Her beauty supply store sat on a corner often ignored except by the people who knew her and loved her. She talked about the white women who looked into her store from their car windows at the red light, wondering if they could shop there. “White women sit out there and peer in like they tryna decide if I sell tanning creams in here,” she snorted. “Girl, just come in. How many times you gon’ drive by and stare?”
She told me Korean wholesalers kept parts of their catalogs in Korean so Black owners could not access what they needed. But what hurt her most, she said, was not the wholesalers. It was watching Black shoppers bypass her store for places that do not even want them there. Her voice cracked, not from weakness but from the exhaustion of being right.

Inside, her store smelled like incense and unfiltered truth.
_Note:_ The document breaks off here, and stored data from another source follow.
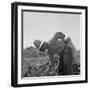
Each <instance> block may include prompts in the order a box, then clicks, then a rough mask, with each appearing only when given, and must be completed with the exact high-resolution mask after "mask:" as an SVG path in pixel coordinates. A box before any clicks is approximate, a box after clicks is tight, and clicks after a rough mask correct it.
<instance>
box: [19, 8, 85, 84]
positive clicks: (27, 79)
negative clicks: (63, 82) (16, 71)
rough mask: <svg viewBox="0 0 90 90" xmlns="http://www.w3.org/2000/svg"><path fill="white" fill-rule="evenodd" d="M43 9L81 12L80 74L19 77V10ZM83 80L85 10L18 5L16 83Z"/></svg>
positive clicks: (84, 45)
mask: <svg viewBox="0 0 90 90" xmlns="http://www.w3.org/2000/svg"><path fill="white" fill-rule="evenodd" d="M22 9H26V10H43V11H44V10H45V11H64V12H65V11H66V12H80V13H82V14H81V25H80V26H81V35H80V37H81V38H80V39H81V40H80V41H81V42H80V45H81V50H80V51H81V52H80V56H81V58H80V60H82V61H81V74H80V75H72V76H71V75H69V76H53V77H52V76H51V77H40V78H38V77H36V78H35V77H34V78H32V77H31V78H24V79H21V10H22ZM78 80H85V10H82V9H70V8H69V9H68V8H67V9H66V8H50V7H35V6H18V84H32V83H47V82H63V81H78Z"/></svg>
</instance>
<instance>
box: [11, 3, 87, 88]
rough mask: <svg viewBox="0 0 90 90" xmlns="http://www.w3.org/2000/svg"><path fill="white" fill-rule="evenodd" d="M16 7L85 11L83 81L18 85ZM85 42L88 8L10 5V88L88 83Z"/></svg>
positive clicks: (86, 28)
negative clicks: (84, 53) (84, 70)
mask: <svg viewBox="0 0 90 90" xmlns="http://www.w3.org/2000/svg"><path fill="white" fill-rule="evenodd" d="M18 6H23V7H24V6H35V7H45V8H46V7H52V8H68V9H77V10H78V9H80V10H84V11H85V80H77V81H63V82H44V83H27V84H18V78H19V77H18ZM36 11H38V10H36ZM48 12H50V11H48ZM55 13H56V12H55ZM87 40H88V7H87V6H75V5H59V4H43V3H28V2H14V3H12V4H11V86H13V87H24V86H42V85H58V84H74V83H87V82H88V60H87V54H88V45H87V44H88V41H87Z"/></svg>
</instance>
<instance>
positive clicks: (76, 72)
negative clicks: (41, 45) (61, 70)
mask: <svg viewBox="0 0 90 90" xmlns="http://www.w3.org/2000/svg"><path fill="white" fill-rule="evenodd" d="M49 59H50V58H49V56H48V54H47V53H44V52H39V51H38V50H36V49H34V48H32V47H31V48H27V49H25V50H23V66H22V77H41V76H55V75H58V71H57V70H58V60H55V63H54V66H53V67H52V66H50V65H49ZM79 68H80V66H79V65H73V69H74V72H75V75H77V74H80V69H79Z"/></svg>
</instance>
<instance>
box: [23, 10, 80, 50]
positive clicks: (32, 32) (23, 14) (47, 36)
mask: <svg viewBox="0 0 90 90" xmlns="http://www.w3.org/2000/svg"><path fill="white" fill-rule="evenodd" d="M56 32H62V33H64V34H65V35H66V38H67V37H70V38H71V40H72V42H73V44H74V45H75V47H76V49H80V15H79V14H63V13H57V14H56V13H43V12H23V46H24V48H26V47H30V46H34V45H33V42H34V41H35V40H36V39H38V40H41V41H49V40H50V39H51V38H52V37H53V35H54V34H55V33H56Z"/></svg>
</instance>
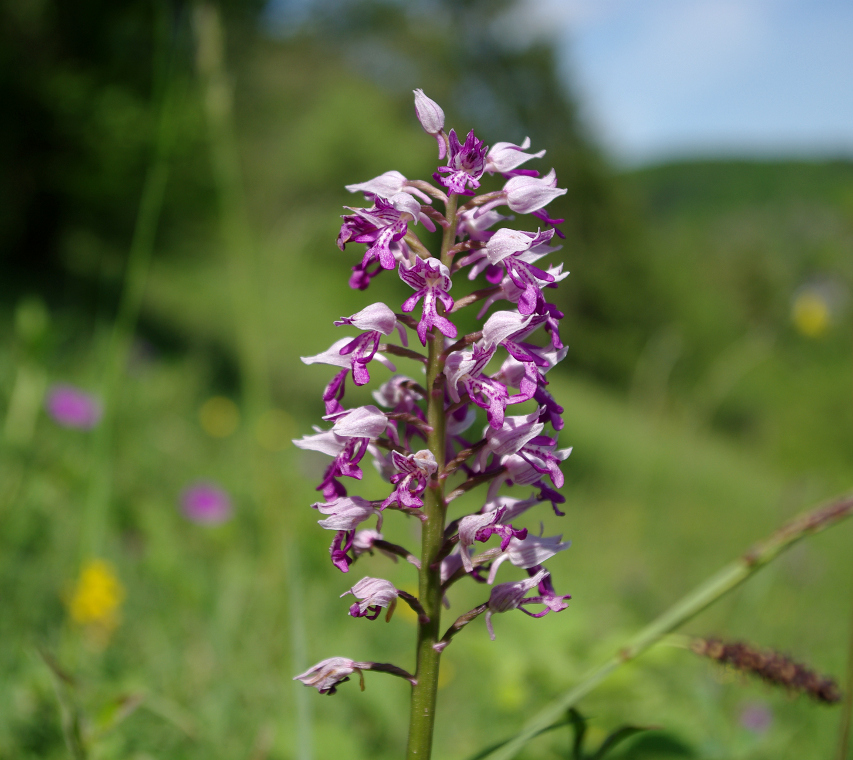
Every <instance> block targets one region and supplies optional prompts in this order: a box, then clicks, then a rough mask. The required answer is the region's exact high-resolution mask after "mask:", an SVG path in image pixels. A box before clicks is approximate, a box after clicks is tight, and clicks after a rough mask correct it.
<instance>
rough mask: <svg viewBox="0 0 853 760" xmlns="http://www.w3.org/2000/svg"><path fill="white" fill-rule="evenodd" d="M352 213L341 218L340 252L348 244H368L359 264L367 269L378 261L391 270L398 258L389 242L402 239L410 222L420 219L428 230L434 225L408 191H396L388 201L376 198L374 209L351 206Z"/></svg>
mask: <svg viewBox="0 0 853 760" xmlns="http://www.w3.org/2000/svg"><path fill="white" fill-rule="evenodd" d="M350 210H351V211H352V212H353V213H352V214H346V215H344V216H343V217H342V219H343V220H344V221H343V224H342V225H341V231H340V233H339V234H338V248H340V249H341V250H342V251H343V250H344V249H345V248H346V244H347V243H368V244H369V247H368V249H367V251H365V254H364V258H363V259H362V260H361V264H360V267H361V268H362V270H364V269H366V268H367V267H368V265H369V264H370V263H371V262H373V261H378V262H379V265H380V266H381V267H382V268H383V269H394V267H396V266H397V260H396V258H395V256H394V253H393V252H392V250H391V244H392V243H396V242H398V241H400V240H402V239H403V238H404V237H405V236H406V233H407V232H408V231H409V227H408V225H409V222H414V223H415V224H417V222H418V220H419V219H420V220H421V221H423V223H424V225H425V226H426V227H427V229H429V230H430V231H433V230H435V225H434V224H433V223H432V221H431V220H430V219H429V217H428V216H426V215H425V214H423V213H422V212H421V206H420V203H418V202H417V201H416V200H415V199H414V198H413V197H412V196H411V195H409V194H408V193H397V194H395V195H392V196H391V197H390V198H388V199H387V200H386V199H385V198H380V197H377V198H376V200H375V202H374V206H373V208H370V209H364V208H351V209H350Z"/></svg>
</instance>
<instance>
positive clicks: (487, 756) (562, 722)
mask: <svg viewBox="0 0 853 760" xmlns="http://www.w3.org/2000/svg"><path fill="white" fill-rule="evenodd" d="M578 715H579V716H580V713H578ZM581 720H583V721H584V730H585V729H586V725H585V724H586V719H585V718H581ZM568 725H574V721H573V720H572V718H571V717H567V718H565V719H564V720H559V721H557V722H556V723H552V724H551V725H550V726H546V727H545V728H543V729H541V730H539V731H537V732H536V733H535V734H534V735H533V736H531V737H530V738H531V739H532V738H534V737H535V736H541V735H542V734H547V733H548V732H549V731H553V730H554V729H555V728H562V727H563V726H568ZM509 741H510V739H504V740H503V741H502V742H498V743H497V744H492V745H491V746H489V747H486V749H484V750H481V751H480V752H478V753H477V754H476V755H474V756H472V757H470V758H469V759H468V760H483V758H486V757H488V756H489V755H491V754H492V752H494V751H495V750H498V749H500V748H501V747H503V746H504V744H506V743H508V742H509Z"/></svg>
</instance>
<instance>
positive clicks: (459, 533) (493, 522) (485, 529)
mask: <svg viewBox="0 0 853 760" xmlns="http://www.w3.org/2000/svg"><path fill="white" fill-rule="evenodd" d="M503 514H504V511H503V510H501V509H498V510H497V511H495V512H486V513H483V514H476V515H466V516H465V517H463V518H462V519H461V520H460V521H459V554H460V557H461V559H462V565H463V567H464V568H465V572H467V573H470V572H472V571H473V569H474V564H473V562H472V560H471V553H470V548H471V546H473V545H474V542H475V541H481V542H485V541H488V540H489V538H490V537H491V536H493V535H495V534H497V535H499V536H500V537H501V551H506V549H507V547H508V546H509V543H510V540H511V539H512V538H513V537H517V538H524V537H525V536H526V535H527V528H522V529H520V530H517V529H515V528H513V527H512V525H505V524H503V523H501V518H502V517H503Z"/></svg>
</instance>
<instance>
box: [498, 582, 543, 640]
mask: <svg viewBox="0 0 853 760" xmlns="http://www.w3.org/2000/svg"><path fill="white" fill-rule="evenodd" d="M548 575H550V573H549V572H548V571H547V570H540V571H539V572H538V573H536V575H534V576H533V577H532V578H526V579H525V580H523V581H513V582H511V583H499V584H498V585H497V586H493V587H492V593H491V594H489V602H488V605H489V608H488V610H486V628H487V629H488V631H489V637H490V638H491V639H492V641H494V640H495V630H494V628H493V627H492V615H493V614H495V613H497V612H509V611H510V610H517V609H519V608H520V606H521V604H522V602H523V601H524V596H525V594H527V592H528V591H530V590H531V589H533V588H536V587H537V586H538V585H539V581H541V580H542V579H543V578H545V577H546V576H548Z"/></svg>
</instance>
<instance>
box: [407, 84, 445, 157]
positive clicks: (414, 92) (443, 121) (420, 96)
mask: <svg viewBox="0 0 853 760" xmlns="http://www.w3.org/2000/svg"><path fill="white" fill-rule="evenodd" d="M413 92H414V93H415V114H416V115H417V117H418V121H419V122H420V123H421V126H422V127H423V128H424V132H426V133H427V134H428V135H432V136H433V137H435V138H436V140H438V160H439V161H441V159H443V158H444V156H445V154H446V152H447V144H446V142H445V135H444V111H442V110H441V106H439V105H438V103H436V102H435V101H434V100H432V99H430V98H428V97H427V96H426V95H424V91H423V90H420V89H418V90H414V91H413Z"/></svg>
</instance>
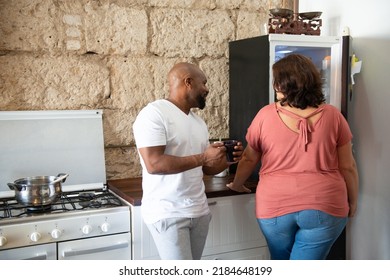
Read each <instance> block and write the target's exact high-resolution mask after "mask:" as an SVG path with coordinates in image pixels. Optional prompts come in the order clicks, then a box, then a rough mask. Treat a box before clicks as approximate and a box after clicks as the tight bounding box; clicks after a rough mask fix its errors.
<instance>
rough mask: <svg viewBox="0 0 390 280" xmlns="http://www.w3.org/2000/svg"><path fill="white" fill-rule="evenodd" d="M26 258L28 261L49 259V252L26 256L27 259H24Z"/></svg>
mask: <svg viewBox="0 0 390 280" xmlns="http://www.w3.org/2000/svg"><path fill="white" fill-rule="evenodd" d="M24 260H26V261H27V260H28V261H30V260H47V254H42V255H36V256H34V257H31V258H26V259H24Z"/></svg>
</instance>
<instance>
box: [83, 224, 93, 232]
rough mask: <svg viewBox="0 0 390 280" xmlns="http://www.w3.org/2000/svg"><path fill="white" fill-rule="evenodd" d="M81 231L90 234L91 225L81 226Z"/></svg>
mask: <svg viewBox="0 0 390 280" xmlns="http://www.w3.org/2000/svg"><path fill="white" fill-rule="evenodd" d="M82 231H83V233H84V234H90V233H91V231H92V227H91V226H90V225H85V226H83V228H82Z"/></svg>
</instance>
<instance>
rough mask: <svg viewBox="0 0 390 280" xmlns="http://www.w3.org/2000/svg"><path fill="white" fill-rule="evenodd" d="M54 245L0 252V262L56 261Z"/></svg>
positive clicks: (34, 247)
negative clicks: (47, 260) (0, 261)
mask: <svg viewBox="0 0 390 280" xmlns="http://www.w3.org/2000/svg"><path fill="white" fill-rule="evenodd" d="M56 259H57V252H56V243H50V244H43V245H35V246H28V247H22V248H16V249H8V250H2V251H0V260H56Z"/></svg>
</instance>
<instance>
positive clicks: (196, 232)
mask: <svg viewBox="0 0 390 280" xmlns="http://www.w3.org/2000/svg"><path fill="white" fill-rule="evenodd" d="M210 220H211V214H208V215H206V216H202V217H199V218H168V219H163V220H160V221H158V222H156V223H154V224H147V226H148V228H149V231H150V233H151V234H152V236H153V239H154V243H155V244H156V247H157V250H158V253H159V255H160V258H161V259H162V260H200V258H201V256H202V253H203V248H204V245H205V243H206V238H207V233H208V231H209V224H210Z"/></svg>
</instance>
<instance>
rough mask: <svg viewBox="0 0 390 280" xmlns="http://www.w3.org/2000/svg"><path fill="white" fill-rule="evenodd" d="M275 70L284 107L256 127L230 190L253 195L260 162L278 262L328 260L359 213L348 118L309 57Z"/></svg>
mask: <svg viewBox="0 0 390 280" xmlns="http://www.w3.org/2000/svg"><path fill="white" fill-rule="evenodd" d="M272 71H273V77H274V81H273V86H274V89H275V92H276V99H277V102H275V103H272V104H269V105H267V106H265V107H263V108H262V109H261V110H260V111H259V112H258V113H257V115H256V116H255V118H254V120H253V121H252V123H251V125H250V127H249V128H248V131H247V135H246V140H247V142H248V145H247V147H246V148H245V150H244V153H243V155H242V159H241V161H240V162H239V163H238V167H237V171H236V175H235V178H234V180H233V182H232V183H230V184H228V185H227V187H228V188H230V189H232V190H235V191H238V192H249V189H248V188H246V187H245V186H244V185H243V184H244V183H245V181H246V179H247V178H248V177H249V176H250V174H251V173H252V171H253V169H254V168H255V167H256V165H257V163H258V162H260V161H261V168H260V172H259V175H260V179H259V183H258V186H257V190H256V217H257V220H258V223H259V226H260V229H261V230H262V232H263V234H264V236H265V238H266V240H267V243H268V247H269V250H270V254H271V259H325V258H326V257H327V255H328V253H329V251H330V249H331V247H332V245H333V243H334V242H335V241H336V239H337V238H338V236H339V235H340V234H341V232H342V231H343V229H344V227H345V226H346V224H347V220H348V217H353V216H354V214H355V212H356V206H357V197H358V172H357V168H356V163H355V160H354V157H353V155H352V144H351V139H352V134H351V131H350V128H349V126H348V123H347V122H346V120H345V119H344V117H343V116H342V114H341V113H340V112H339V111H338V110H337V109H336V108H335V107H333V106H331V105H328V104H325V98H324V95H323V93H322V82H321V76H320V73H319V71H318V70H317V69H316V67H315V65H314V64H313V63H312V61H311V60H310V59H309V58H307V57H305V56H303V55H298V54H291V55H289V56H287V57H285V58H283V59H281V60H279V61H278V62H276V63H275V64H274V65H273V67H272Z"/></svg>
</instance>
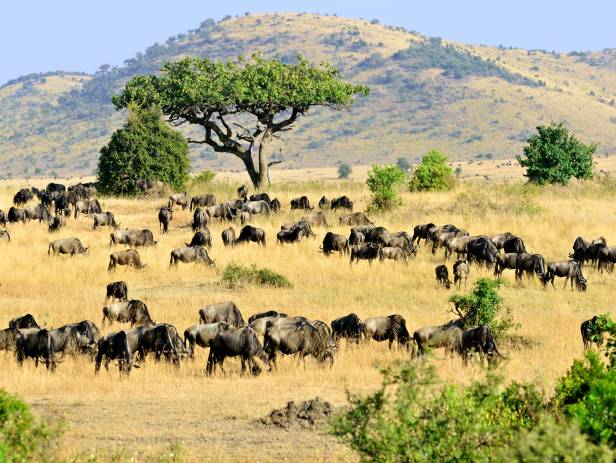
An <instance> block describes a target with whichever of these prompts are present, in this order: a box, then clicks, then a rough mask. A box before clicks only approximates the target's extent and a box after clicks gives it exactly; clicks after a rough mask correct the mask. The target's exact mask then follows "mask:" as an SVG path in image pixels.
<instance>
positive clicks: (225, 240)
mask: <svg viewBox="0 0 616 463" xmlns="http://www.w3.org/2000/svg"><path fill="white" fill-rule="evenodd" d="M222 243H223V244H224V245H225V246H235V229H234V228H233V227H229V228H227V229H226V230H223V232H222Z"/></svg>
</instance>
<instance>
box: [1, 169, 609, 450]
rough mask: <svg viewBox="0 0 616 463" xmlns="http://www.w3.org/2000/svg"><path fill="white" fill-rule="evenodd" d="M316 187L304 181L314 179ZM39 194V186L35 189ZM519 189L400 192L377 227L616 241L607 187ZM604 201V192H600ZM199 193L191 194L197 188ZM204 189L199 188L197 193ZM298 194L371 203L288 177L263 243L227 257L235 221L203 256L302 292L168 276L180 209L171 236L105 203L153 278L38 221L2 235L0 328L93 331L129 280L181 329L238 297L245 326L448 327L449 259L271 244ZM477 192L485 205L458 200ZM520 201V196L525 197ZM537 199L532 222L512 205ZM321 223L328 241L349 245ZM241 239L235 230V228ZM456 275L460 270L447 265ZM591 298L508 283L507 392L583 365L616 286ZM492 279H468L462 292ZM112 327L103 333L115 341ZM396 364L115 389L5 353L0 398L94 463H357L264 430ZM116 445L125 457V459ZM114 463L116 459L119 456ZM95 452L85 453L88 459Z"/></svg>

But business was hard. Pressing against the walls like the Tacoma fog, you could see it from the lack of inventory.

The whole day felt like a magic trick. One moment we were discussing lace-front wigs, the next she was describing political failings.

And woven between her rants and roars were moments of sisterhood: a disabled woman who refused to be reduced, a business owner fighting two economies, one financial and one racial.

“Mattice,” I said gently, “the hardest thing in marketing is changing people’s minds. You keep trying to convince everyone this store is for all people. If someone who has never been in your store has decided the store is not for them, do not waste your energy. Serve the ones who already believe it is.”

By closing time, we had a plan: more product, more community, more clarity. Continue to be who she was, not who others demanded.

After providing her marketing to-do list, we lost touch. She stopped replying, and I did not take it personally. Some souls are too busy fighting battles the rest of us do not see.

Gone. The woman who laughed loudly. Cussed proudly. And loved deeply in a town where not everyone loved her back. Gone. Without public explanation, Tacoma learned that Mattice passed away.

Some feared her volume, her truth, her unwillingness to smooth edges that were never meant to be sanded. But many, more than she ever realized, admired the way she carried our community.
Mattice was a courageous soul, a municipal menace, unapologetically Black, unapologetically Tacoma. Tacoma lost a warrior, a watchdog, a woman who fought with her voice, a woman who told the truth even when it damaged her popularity, a woman who held culture like a torch. Because even when she could not stand, she stood for something.

As she often said, with that laugh that rattled, “For the culture.”